At Risk is also a carefully composed work of fiction. From its first lines ("There is a wasp in the kitchen. Drawn by the smell of apricot jam, lazy from the morning's heat, the wasp hovers above the children"), Hoffman establishes a rhythm of inevitability. She sketches a bosky world in Massachusetts, populates it with wholesome families and engaging eccentrics. One young woman with modest paranormal powers seems like a character prewired for film directors who might want to plug in an occult package. But in the book she represents a sensitivity to mysteries of life and death that Amanda's family is too preoccupied to appreciate.

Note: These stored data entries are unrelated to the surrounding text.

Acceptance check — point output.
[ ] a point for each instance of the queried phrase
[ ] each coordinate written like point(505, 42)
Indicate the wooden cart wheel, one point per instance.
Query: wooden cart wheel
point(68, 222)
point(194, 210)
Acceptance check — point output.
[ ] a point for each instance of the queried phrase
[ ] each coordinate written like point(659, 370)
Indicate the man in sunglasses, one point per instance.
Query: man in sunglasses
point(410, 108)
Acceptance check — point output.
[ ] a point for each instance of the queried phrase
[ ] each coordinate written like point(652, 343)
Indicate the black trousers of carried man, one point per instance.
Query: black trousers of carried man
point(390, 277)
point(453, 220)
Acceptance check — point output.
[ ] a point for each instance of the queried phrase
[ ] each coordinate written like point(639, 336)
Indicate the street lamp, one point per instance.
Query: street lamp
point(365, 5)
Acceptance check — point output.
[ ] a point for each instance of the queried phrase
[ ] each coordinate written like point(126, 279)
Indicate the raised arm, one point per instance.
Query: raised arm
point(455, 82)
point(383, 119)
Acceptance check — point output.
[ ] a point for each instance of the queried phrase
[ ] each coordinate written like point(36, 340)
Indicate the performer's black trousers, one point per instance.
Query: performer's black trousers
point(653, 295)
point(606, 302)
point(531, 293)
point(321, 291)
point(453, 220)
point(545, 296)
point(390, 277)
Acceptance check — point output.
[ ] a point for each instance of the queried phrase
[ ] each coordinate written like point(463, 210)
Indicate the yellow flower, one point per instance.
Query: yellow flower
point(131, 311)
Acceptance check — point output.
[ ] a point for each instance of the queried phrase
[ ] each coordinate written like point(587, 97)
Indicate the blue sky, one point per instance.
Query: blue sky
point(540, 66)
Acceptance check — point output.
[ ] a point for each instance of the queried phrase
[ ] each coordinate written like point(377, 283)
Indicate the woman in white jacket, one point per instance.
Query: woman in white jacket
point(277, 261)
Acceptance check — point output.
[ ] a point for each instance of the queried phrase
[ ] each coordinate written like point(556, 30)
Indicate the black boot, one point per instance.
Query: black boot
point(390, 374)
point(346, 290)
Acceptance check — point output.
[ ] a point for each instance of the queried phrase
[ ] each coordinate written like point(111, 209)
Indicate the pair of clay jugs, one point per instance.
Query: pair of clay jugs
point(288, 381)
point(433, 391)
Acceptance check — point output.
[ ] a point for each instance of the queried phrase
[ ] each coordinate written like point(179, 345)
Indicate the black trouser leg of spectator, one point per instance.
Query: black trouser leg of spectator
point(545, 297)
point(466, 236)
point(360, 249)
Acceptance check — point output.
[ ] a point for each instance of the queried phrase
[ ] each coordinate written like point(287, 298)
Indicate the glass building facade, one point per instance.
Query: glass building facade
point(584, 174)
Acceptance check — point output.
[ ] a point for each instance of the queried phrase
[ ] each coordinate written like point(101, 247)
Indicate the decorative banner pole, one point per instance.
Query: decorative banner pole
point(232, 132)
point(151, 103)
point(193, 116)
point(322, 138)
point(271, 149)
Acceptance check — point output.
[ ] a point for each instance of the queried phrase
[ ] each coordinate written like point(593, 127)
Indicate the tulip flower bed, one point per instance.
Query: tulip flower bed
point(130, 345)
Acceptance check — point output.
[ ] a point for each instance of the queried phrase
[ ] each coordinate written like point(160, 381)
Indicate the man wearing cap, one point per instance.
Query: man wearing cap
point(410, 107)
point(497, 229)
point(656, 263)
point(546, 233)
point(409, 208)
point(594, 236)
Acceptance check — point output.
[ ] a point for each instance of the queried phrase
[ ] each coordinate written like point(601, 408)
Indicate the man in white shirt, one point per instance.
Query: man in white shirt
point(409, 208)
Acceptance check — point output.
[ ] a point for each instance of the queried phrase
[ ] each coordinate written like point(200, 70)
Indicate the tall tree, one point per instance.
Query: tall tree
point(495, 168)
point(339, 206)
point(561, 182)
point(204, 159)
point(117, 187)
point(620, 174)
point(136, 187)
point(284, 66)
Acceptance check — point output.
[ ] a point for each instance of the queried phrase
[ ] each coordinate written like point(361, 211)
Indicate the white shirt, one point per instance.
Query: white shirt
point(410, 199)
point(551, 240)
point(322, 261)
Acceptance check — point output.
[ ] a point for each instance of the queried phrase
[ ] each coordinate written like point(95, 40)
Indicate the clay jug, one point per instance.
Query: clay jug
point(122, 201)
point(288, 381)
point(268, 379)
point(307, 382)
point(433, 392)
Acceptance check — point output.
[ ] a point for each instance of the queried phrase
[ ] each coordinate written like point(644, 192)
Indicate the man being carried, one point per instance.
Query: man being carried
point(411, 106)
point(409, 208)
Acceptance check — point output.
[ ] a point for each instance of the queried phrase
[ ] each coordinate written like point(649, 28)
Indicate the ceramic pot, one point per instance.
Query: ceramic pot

Hoffman gets the blend of hope and despair just right. She also conveys the social dimensions of childhood AIDS. The Farrells become pariahs: Amanda's friends and teammates shun her at their parents' insistence; her little brother Charlie gets cold-shouldered by his best friend; and her mother Polly gives up her free-lance photography business. On the up side, her father Ivan becomes friends with a terminally ill homosexual who is manning an AIDS hotline. Amanda's status as a potential gymnastic champion is more than a gimmick; it provides a standard by which her physical deterioration and emotional growth are measured. The little tumbler is a reminder that when A.E. Housman wrote "To an Athlete Dying Young," he did not mean this young. At Risk is a one-hankie book and could be a two-hankie movie. Not to worry. No , one ever got sick from crying. Tears, in fact, make good medicine.